Cold-Poached Fish Fillets

I've posted a variation of this before elsewhere, but I like the cold-poaching technique, so I thought I'd repost here.
Cold-poaching involves pouring boiling (or nearly boiling) liquid over fish and letting it cool to room temperature. It works best with lean, white, flaky fish. I used Flathead, which worked quite nicely. For liquid, fish stock is recommended, but I used a quick home-made broth of green tea, fennel and chili. I served this with home-made tartar sauce and fennel-mashed-potatoes.
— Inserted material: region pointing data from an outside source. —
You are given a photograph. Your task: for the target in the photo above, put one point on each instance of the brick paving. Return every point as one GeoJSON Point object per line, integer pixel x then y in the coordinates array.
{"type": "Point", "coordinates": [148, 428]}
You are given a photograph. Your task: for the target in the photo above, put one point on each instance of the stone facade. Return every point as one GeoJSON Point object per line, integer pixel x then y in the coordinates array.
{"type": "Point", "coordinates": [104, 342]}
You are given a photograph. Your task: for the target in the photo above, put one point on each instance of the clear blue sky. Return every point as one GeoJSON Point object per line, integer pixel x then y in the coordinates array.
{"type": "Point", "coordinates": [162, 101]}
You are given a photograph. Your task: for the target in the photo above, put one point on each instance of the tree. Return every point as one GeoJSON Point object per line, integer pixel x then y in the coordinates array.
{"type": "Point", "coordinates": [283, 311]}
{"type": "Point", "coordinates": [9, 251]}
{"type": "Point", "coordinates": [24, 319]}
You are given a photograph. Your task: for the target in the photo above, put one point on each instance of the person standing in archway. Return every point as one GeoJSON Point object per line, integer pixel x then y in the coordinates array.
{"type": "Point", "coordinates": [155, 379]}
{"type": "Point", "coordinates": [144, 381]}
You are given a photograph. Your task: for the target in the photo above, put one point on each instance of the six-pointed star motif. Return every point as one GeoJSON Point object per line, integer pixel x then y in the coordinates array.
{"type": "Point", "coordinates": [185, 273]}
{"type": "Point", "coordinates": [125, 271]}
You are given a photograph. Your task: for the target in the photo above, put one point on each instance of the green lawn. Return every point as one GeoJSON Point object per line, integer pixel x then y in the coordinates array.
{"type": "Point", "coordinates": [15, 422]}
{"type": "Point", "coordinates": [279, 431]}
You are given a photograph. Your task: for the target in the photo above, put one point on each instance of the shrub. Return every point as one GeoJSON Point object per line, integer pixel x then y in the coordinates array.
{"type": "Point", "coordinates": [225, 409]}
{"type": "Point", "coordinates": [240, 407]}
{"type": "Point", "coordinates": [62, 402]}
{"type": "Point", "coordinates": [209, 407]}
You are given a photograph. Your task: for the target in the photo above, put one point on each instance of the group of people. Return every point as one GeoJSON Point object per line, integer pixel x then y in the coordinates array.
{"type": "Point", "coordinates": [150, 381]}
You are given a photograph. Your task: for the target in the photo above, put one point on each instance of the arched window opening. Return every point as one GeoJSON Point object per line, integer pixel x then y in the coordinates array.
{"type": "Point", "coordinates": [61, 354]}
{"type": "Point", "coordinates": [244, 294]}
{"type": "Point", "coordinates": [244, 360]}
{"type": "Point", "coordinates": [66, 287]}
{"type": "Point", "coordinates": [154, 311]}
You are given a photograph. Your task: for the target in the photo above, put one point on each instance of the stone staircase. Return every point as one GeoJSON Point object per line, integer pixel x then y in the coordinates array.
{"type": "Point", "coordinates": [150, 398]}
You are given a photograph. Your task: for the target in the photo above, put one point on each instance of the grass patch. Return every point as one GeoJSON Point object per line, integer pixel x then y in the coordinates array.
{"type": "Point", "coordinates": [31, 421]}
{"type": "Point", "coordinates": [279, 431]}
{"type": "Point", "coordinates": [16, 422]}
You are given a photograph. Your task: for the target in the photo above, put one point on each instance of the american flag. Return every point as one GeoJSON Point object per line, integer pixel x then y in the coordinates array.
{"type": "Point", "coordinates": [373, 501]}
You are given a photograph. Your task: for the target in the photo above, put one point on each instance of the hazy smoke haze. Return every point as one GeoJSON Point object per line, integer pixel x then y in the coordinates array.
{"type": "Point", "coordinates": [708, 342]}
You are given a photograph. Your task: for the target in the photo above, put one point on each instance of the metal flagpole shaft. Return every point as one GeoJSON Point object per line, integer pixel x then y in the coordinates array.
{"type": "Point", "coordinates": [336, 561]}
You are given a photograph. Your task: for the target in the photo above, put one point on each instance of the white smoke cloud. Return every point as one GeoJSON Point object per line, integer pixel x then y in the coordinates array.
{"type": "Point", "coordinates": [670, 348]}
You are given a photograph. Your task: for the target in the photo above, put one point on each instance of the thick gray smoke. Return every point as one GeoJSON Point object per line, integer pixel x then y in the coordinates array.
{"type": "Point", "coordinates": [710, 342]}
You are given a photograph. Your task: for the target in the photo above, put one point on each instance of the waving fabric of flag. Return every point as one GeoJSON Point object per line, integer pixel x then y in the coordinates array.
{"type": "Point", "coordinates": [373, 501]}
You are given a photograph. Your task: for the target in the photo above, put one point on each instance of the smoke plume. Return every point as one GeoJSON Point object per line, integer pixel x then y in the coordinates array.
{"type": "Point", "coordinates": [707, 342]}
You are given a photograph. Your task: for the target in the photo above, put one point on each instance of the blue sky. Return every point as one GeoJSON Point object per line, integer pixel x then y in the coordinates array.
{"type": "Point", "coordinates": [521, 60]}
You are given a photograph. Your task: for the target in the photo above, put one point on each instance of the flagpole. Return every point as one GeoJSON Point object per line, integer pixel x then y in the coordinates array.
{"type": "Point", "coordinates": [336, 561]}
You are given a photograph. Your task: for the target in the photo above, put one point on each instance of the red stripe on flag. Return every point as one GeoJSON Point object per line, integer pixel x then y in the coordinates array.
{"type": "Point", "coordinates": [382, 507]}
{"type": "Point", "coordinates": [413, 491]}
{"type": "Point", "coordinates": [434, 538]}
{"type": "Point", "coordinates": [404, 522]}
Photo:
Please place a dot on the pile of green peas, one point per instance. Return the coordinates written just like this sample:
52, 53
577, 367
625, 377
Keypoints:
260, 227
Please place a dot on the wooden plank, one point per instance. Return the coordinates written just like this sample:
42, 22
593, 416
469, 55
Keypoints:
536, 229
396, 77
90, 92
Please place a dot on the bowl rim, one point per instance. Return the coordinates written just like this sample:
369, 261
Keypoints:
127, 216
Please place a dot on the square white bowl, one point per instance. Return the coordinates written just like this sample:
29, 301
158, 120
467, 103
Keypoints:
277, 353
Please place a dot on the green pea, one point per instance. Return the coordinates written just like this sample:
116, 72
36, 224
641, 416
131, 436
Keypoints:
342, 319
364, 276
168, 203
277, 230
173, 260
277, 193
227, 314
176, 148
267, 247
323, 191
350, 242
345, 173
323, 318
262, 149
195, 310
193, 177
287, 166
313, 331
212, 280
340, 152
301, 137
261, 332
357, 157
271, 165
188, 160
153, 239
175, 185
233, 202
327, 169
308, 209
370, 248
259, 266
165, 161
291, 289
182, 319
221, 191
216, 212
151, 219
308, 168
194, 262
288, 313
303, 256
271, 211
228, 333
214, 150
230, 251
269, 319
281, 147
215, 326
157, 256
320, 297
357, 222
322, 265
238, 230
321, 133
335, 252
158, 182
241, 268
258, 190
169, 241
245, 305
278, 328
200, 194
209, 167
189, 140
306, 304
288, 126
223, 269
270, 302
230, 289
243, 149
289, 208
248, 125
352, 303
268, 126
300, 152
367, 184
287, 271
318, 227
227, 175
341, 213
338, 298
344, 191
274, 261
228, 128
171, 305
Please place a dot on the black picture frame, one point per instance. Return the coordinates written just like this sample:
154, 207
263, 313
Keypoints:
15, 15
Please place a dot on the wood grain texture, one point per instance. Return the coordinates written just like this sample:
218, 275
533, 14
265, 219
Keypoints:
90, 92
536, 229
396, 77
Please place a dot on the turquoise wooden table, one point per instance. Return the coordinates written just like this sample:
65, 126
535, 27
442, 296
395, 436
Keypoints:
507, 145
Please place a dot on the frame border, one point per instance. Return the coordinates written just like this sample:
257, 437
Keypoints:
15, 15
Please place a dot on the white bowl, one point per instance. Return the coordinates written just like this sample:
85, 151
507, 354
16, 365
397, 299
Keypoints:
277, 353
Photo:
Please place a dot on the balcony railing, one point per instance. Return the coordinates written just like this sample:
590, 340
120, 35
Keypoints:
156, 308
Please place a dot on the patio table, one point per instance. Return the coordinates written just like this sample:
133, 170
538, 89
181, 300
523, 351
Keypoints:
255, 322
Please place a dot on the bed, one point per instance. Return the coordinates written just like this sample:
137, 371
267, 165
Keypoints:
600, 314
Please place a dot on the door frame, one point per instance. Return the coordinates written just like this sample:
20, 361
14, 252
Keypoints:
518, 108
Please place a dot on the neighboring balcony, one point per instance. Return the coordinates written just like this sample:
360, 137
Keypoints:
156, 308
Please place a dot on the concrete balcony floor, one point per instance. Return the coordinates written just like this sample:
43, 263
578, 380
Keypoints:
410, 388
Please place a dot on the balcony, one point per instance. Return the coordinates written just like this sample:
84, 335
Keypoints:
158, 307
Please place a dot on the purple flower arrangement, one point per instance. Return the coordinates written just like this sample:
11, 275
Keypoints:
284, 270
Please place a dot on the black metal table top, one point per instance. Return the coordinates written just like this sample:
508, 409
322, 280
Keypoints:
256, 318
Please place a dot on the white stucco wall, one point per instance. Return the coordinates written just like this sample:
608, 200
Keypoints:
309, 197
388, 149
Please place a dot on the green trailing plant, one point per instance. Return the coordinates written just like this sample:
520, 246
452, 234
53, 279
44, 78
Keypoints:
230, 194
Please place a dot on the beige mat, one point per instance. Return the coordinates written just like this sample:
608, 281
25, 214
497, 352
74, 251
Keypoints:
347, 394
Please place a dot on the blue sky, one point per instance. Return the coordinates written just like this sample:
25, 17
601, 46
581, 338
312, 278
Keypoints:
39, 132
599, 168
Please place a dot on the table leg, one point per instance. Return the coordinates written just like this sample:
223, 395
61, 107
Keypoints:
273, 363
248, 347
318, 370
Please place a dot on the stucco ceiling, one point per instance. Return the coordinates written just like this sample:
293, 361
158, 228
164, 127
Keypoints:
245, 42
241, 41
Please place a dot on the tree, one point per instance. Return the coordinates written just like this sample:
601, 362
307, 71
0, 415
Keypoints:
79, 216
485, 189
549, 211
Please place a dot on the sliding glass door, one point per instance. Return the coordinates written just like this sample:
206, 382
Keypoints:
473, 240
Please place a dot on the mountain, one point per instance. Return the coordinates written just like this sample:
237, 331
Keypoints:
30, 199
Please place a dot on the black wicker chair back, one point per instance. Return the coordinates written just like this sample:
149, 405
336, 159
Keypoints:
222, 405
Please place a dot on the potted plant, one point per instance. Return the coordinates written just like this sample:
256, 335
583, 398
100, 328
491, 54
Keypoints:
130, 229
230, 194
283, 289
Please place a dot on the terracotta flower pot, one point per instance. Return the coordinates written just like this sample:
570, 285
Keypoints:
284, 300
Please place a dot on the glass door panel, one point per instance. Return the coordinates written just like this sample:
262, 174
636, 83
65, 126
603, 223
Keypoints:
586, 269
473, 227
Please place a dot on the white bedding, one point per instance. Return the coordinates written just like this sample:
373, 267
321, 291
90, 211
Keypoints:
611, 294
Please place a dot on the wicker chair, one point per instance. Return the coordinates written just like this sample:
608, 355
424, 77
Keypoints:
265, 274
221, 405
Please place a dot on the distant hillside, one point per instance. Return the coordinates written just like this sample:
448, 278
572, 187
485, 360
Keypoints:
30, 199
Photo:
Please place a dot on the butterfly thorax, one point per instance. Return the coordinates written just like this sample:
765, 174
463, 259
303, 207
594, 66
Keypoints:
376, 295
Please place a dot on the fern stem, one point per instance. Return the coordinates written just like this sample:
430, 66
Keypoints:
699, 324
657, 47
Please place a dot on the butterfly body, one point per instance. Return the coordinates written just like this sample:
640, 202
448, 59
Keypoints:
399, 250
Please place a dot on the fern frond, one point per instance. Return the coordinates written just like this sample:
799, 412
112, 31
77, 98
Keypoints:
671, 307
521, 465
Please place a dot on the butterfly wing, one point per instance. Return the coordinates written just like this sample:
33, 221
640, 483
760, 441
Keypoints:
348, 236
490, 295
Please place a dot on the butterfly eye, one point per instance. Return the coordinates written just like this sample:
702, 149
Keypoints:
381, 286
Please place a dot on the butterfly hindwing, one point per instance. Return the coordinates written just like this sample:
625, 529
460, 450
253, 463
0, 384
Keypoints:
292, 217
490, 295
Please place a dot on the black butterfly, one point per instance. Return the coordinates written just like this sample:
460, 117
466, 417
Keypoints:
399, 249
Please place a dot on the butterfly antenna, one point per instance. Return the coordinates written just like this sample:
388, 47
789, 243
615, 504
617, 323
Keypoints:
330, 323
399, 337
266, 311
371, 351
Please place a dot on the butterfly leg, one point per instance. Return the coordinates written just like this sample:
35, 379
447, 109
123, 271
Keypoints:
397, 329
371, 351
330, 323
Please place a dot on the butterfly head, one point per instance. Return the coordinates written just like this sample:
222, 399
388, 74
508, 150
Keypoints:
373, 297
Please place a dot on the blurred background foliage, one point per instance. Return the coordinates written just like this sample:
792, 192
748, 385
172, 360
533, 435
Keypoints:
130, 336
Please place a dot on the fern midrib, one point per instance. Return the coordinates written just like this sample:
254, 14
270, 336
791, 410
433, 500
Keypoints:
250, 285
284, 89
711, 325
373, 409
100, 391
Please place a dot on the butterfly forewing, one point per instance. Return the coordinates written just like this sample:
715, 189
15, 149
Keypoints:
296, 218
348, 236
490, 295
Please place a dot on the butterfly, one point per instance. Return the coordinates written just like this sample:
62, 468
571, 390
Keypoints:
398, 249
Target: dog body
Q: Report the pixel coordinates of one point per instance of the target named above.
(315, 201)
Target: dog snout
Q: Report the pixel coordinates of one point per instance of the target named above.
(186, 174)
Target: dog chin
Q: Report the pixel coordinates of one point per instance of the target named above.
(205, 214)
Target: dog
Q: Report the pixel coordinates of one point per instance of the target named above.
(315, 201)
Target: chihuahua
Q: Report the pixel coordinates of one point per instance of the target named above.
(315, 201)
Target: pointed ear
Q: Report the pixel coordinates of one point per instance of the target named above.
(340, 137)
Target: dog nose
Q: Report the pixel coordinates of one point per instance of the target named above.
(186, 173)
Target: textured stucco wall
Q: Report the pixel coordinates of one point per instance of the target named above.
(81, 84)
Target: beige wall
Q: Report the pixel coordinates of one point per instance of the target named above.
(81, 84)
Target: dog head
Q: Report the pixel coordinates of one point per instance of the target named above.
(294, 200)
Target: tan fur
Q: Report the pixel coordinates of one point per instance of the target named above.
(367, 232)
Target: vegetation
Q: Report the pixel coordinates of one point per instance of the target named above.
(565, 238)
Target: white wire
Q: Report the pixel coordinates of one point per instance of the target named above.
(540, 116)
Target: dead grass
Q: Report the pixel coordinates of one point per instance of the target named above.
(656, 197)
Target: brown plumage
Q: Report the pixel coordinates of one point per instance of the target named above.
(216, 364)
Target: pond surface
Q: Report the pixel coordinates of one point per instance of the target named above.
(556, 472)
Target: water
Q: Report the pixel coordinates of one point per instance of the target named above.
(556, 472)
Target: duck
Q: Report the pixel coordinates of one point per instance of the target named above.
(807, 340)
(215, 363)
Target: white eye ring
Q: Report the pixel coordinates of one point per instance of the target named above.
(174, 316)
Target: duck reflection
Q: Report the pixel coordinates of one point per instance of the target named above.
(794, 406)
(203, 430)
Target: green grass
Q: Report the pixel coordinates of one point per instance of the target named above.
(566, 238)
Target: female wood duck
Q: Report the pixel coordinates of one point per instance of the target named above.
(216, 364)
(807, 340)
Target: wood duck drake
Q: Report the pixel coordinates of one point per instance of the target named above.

Fish prepared in this fashion has an extremely soft and slightly flaky texture. The lower cooking temperature also brings out very different flavours than that found in fish served hot. You do not need to smother it in tartar sauce, but the lemon and dill made for nice addition to the flavours developped in cold poaching. Broth can be kept frozen and used in cooking later on.

Welcome

Hello All,

This is the official Cooking with Okko & Jochen Welcome Message. You are invited to visit this place as often as you like to follow our musings about the world of food and drink. Here we will periodically post our culinary findings, insights and experimentation - and remember: the more you visit, the more we will write.

We are, among other things, two hobby cooks - cosmopolite masters of disaster on the stove, oven or barbeque. We take ourselves not too seriously, but we know what we like and hope to share that which we like (and sometimes don't) with you.

With that, a great big cheer to what will hopefully become a productive place of for all things palatable.